Tuesday 28 October 2014

Amarkantak Gondi Standardization Conference – Day 5


A long road ahead

Today we saw the final product begin to emerge. All of the past few day’s hard work is organised in a master spreadsheet and finalised by the team (gaps are filled, all of the groups’ words are collated).

The conference work is projected onto a wall to be finalized

 In the screenshot above you can see some of this. For example, in the column on the far left is the Gondi word गाडी (gari) which means ‘to come together’. It is a verb and its Hindi equivalent is, in the fifth column, आमान सामन आना. The columns after that are the different regional variations: visible are the contributions from participants from Andhra Pradesh and Telengana but beyond that there are also entries from Maharashtra, Madhya Pradesh, Chhattisgarh and Odisha. 

Patterns of similarity are easy to spot and tend to map onto geographical location: AP and Telengana have many words that are same, similarly Madhya Pradesh and Chhattisgarh. Odisha, far away on the East Coast, seems to have the most differences. 

It has been, by all accounts, a successful few days. Tomorrow everyone will go home, the details of publication will be worked out and a report will be written and distributed to everyone who is interested or in a position to further the cause of the Gondi language.

Monday 27 October 2014

Amarkantak Gondi Standardization Conference - Day 4


Part of the team

This morning was spent continuing yesterday’s work of collating the regional variations of Gondi words. 

Taking notes


This process continues to present interesting challenges. One problem, for example, is translating very specific words. The Gondi word 'kacci visi', for example, refers to a large kind of biting fly common in the hill regions of Telengana. 
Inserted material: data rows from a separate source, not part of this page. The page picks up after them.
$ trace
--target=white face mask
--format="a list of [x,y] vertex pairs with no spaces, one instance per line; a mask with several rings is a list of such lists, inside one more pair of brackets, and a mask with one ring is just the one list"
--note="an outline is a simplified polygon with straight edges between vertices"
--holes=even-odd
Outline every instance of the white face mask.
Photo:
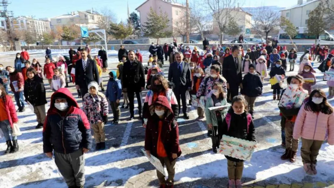
[[322,97],[319,98],[318,98],[317,97],[312,98],[312,102],[317,105],[319,105],[321,103],[322,103],[322,101],[323,101],[323,98]]
[[299,85],[298,84],[290,84],[290,86],[292,87],[292,88],[295,89],[297,89],[297,88],[298,88],[298,87],[299,86]]
[[68,108],[67,103],[55,103],[54,107],[60,111],[64,111]]
[[158,116],[162,116],[165,114],[165,111],[155,110],[155,112]]

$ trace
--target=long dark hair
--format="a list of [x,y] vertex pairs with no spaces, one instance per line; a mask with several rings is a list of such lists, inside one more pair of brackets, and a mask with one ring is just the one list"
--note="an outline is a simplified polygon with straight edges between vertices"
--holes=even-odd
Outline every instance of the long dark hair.
[[[319,105],[317,105],[312,101],[312,98],[316,93],[318,93],[323,98],[322,102]],[[316,89],[312,91],[310,94],[308,100],[305,104],[304,109],[306,111],[310,111],[314,113],[321,112],[325,114],[331,114],[333,113],[333,107],[327,101],[326,93],[320,89]]]

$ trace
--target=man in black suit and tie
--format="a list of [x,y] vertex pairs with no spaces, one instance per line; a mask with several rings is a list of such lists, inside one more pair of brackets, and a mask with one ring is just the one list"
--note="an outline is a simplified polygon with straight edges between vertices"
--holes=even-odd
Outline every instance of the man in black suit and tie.
[[187,115],[187,101],[186,91],[191,88],[191,73],[189,64],[184,62],[183,55],[182,53],[175,53],[176,61],[170,64],[168,73],[168,80],[175,85],[173,91],[179,105],[179,112],[180,112],[180,99],[182,100],[182,111],[185,119],[189,119]]
[[227,99],[230,96],[231,100],[239,93],[239,87],[242,88],[242,80],[241,58],[239,55],[240,50],[237,46],[232,48],[232,54],[224,58],[223,62],[223,76],[227,81]]
[[83,100],[85,94],[88,92],[88,84],[95,81],[99,83],[99,70],[94,60],[88,58],[86,49],[81,50],[81,59],[75,63],[75,87],[80,89]]
[[145,72],[142,62],[136,58],[133,50],[130,50],[128,53],[129,60],[124,63],[122,85],[124,92],[128,93],[129,106],[130,107],[130,120],[134,117],[135,93],[138,102],[138,112],[141,118],[142,95],[141,92],[145,86]]

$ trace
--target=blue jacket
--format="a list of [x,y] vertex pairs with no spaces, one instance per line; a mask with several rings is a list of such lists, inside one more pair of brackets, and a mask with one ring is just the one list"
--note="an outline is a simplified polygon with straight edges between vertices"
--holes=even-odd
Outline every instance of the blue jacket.
[[[65,98],[68,108],[66,115],[54,107],[55,98]],[[92,148],[91,127],[87,117],[79,107],[75,99],[67,88],[60,88],[51,96],[50,109],[43,126],[43,151],[52,150],[69,154],[81,149]]]
[[122,85],[121,80],[116,78],[116,72],[115,70],[111,71],[113,73],[114,80],[110,79],[108,81],[106,92],[106,97],[109,101],[116,102],[117,99],[120,100],[122,93]]

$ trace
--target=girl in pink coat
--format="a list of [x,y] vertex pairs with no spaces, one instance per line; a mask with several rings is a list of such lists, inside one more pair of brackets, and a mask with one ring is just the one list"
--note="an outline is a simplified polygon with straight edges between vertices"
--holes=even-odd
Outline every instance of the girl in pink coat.
[[[327,133],[328,135],[326,135]],[[307,174],[315,175],[317,157],[324,140],[334,145],[334,115],[322,90],[315,89],[300,108],[293,130],[293,138],[302,138],[300,155]]]
[[265,77],[268,75],[267,72],[267,60],[263,55],[260,56],[260,57],[256,60],[258,64],[256,64],[256,71],[259,72],[261,76],[261,79],[263,82],[263,79]]

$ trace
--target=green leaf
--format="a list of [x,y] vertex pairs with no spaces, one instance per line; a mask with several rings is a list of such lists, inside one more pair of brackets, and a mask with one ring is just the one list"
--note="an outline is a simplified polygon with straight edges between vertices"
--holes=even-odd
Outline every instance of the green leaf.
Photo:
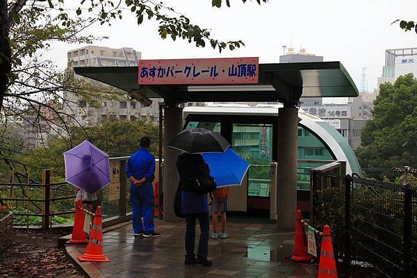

Screenshot of the Gondi dictionary (it is written in the Telugu script, rather than the Devanagari that our dictionary will be completed in)
Everyone struggled with coming up with suggestions for this one: the specificity of this word makes it difficult. It identifies a single insect species that may not be present elsewhere, or may have different names across the region and it is difficult to be sure that this word refers to the same insect as another word (the English translation, ‘large green fly’ is, of course, no help at all). It is only through group discussion that such things can be studied.
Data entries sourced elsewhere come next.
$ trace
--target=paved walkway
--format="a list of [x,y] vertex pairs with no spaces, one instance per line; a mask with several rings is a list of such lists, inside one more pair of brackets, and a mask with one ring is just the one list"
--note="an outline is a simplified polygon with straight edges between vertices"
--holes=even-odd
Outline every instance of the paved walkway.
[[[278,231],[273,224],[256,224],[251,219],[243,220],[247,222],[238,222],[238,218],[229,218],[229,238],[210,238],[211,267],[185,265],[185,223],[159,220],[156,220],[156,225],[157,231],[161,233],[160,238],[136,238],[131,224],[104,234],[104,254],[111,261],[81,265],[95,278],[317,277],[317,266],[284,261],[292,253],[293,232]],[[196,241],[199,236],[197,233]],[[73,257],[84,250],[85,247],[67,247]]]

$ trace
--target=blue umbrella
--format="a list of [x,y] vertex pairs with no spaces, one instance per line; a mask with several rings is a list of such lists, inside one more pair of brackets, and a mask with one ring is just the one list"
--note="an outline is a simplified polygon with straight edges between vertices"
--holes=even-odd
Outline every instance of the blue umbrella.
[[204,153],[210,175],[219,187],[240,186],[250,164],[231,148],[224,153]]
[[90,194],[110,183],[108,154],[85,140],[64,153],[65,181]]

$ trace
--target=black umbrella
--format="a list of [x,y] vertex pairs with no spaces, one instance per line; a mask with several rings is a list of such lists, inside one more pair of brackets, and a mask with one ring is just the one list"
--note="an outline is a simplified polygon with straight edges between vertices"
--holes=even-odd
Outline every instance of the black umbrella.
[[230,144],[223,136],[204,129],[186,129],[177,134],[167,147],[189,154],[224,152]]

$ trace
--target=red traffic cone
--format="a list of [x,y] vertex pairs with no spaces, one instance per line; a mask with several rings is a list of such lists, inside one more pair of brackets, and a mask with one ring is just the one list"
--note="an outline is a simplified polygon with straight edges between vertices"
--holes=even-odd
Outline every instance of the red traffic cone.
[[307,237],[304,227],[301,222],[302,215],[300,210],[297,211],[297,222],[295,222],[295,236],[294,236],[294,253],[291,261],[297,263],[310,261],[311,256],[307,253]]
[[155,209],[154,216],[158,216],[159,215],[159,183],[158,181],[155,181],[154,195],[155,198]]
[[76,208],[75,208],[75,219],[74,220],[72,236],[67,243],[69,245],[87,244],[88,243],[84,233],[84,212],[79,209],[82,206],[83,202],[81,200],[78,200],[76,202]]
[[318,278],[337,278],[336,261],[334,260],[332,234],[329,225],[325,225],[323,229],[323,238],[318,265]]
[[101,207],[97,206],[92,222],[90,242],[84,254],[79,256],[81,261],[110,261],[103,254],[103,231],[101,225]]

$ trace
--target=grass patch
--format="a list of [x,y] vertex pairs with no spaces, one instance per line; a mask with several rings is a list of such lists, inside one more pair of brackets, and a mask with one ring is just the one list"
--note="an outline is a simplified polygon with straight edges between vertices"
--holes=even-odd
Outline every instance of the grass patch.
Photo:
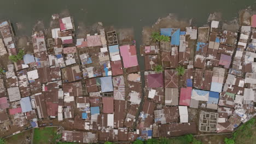
[[256,119],[253,118],[241,125],[230,139],[225,138],[225,143],[254,143],[256,141]]
[[56,135],[56,128],[46,127],[34,129],[33,143],[56,143],[54,137]]

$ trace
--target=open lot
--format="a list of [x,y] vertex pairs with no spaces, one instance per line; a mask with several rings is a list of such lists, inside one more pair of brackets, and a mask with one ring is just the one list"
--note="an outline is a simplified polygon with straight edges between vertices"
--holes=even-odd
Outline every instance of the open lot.
[[54,136],[56,134],[56,130],[57,128],[56,127],[46,127],[34,129],[33,143],[56,143]]

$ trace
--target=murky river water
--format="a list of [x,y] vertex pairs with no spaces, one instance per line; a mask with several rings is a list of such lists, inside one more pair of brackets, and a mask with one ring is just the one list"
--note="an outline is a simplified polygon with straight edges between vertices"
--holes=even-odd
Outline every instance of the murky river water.
[[[223,18],[230,20],[238,16],[240,9],[254,4],[254,0],[0,0],[0,20],[10,20],[17,35],[30,35],[38,20],[48,28],[53,14],[67,9],[77,27],[80,22],[90,25],[100,21],[107,26],[133,27],[139,52],[142,27],[169,13],[181,19],[193,18],[201,26],[210,13],[220,12]],[[138,55],[143,70],[143,58]]]

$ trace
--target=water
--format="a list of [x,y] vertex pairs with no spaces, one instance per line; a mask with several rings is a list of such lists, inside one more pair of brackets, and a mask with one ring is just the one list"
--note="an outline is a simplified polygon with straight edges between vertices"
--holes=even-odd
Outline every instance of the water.
[[[0,0],[0,20],[10,20],[18,35],[31,35],[38,20],[49,27],[51,15],[65,9],[74,17],[76,27],[79,22],[90,25],[100,21],[107,26],[133,27],[138,61],[143,70],[144,59],[138,52],[143,26],[152,26],[169,13],[181,19],[193,18],[197,26],[205,24],[209,14],[215,11],[230,20],[238,16],[240,9],[254,3],[254,0]],[[18,29],[16,23],[21,28]]]

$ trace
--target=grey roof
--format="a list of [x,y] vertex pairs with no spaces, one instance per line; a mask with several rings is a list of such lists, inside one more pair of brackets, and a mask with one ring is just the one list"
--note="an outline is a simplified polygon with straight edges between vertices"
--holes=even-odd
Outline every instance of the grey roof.
[[21,106],[22,112],[32,111],[30,97],[21,98],[21,100],[20,100],[20,105]]
[[10,102],[20,100],[20,89],[18,87],[9,88],[7,91]]

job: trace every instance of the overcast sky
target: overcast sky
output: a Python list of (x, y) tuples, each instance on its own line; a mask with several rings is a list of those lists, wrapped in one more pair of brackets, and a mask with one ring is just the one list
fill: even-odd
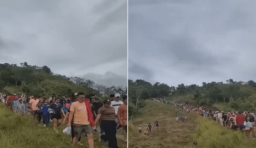
[(256, 81), (256, 1), (128, 2), (128, 79)]
[(127, 0), (4, 0), (0, 16), (0, 63), (126, 86)]

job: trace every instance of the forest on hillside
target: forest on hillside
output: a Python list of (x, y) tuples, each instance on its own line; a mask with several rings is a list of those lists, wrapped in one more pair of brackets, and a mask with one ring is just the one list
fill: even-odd
[(26, 62), (20, 64), (18, 66), (8, 63), (0, 64), (0, 92), (44, 97), (54, 95), (71, 96), (79, 92), (97, 93), (98, 96), (106, 97), (114, 93), (127, 95), (127, 87), (108, 87), (86, 78), (54, 73), (46, 65), (31, 66)]
[(232, 79), (226, 82), (203, 82), (200, 87), (181, 84), (175, 87), (159, 82), (152, 85), (141, 79), (128, 80), (129, 117), (138, 112), (136, 111), (143, 107), (144, 100), (152, 98), (214, 107), (222, 110), (256, 111), (256, 83), (251, 80), (237, 82)]

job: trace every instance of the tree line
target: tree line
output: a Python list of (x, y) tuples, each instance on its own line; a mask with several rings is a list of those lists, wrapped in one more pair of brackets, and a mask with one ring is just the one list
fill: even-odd
[(143, 101), (146, 99), (166, 98), (172, 100), (180, 96), (185, 99), (179, 100), (180, 103), (192, 103), (194, 105), (210, 106), (220, 103), (227, 109), (255, 111), (256, 83), (251, 80), (237, 82), (230, 79), (226, 81), (226, 83), (202, 82), (202, 86), (182, 83), (176, 87), (159, 82), (152, 85), (141, 79), (128, 80), (128, 82), (131, 116), (143, 107)]
[(78, 92), (106, 97), (113, 93), (127, 94), (127, 87), (106, 87), (86, 78), (54, 73), (46, 65), (31, 66), (26, 62), (20, 64), (0, 64), (0, 91), (46, 97), (53, 95), (70, 96)]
 After lunch we all went on a cultural outing through the thick forest and the hills to the nearby town of Amarkantak. Amarkantak is a famous holy site for Hindus, the area is the source for three rivers: the Narmada, the Son and the Johila. The town holds a special value for pilgrims who embark on a daunting three year journey from the source of the Narmada all the way to the sea and back again.

Hanging out

 Also of interest in the town are the historic temples built by a Gond King who ruled the area long ago. On the top of one of these temples is his royal seal, a lion on top of an elephant, which is often used today as a symbol for the Gond people.
The Gondwana royal

Amarkantak Gondi Standardization Conference – Day 3




Conference delegate is hard at work logging all of the word variations
CGNet’s involvement with the people of central India has brought it to the Indira Gandhi National Tribal University for the third conference on Gondi language standardization. We will be keeping you updated as events progress here.

Microsoft Excel is, I think, rarely used for a purpose like this. Each of the columns shown above documents a different regional variation of Gondi words: the finished product should resemble a kind of thesaurus of differences throughout Gondi speaking regions. Participants gather in groups to log the variations on the words that they know. After the initial teething problems (organizing laptop chargers, finding the correct files and formats etc.) this is a fairly speedy process: this morning each group got through around forty words in two hours. 


Discussion is essential to this process
The participants are using for reference a basic Gondi-Hindi-Telegu-English dictionary that gives them a framework to build on. Each group is allotted a number of pages and works through the words one by one, giving the Gondi word and its Hindi and Telegu equivalents until a sense of the word is realized and regional variations can be suggested and logged. This dictionary, while essential, importantly lacks the regional variation this conference is trying to pin down: though a useful tool to use, it was compiled using data from only a small area of Telengana, and requires further input from the wider Gondi region to be called truly representative of the language as a whole. 

The Gondi words discussed today cover a wide range of topics: ‘sandal’, ‘silver neck ornament’, ‘bleed’, ‘roof’, ‘storm’, ‘rash’, a word that translates as ‘to uproot many things quickly’ and ‘fishing net’. 

After everyone finished for the afternoon we were treated to a performance by a Gondi dance troupe.




And after that, everybody joined in!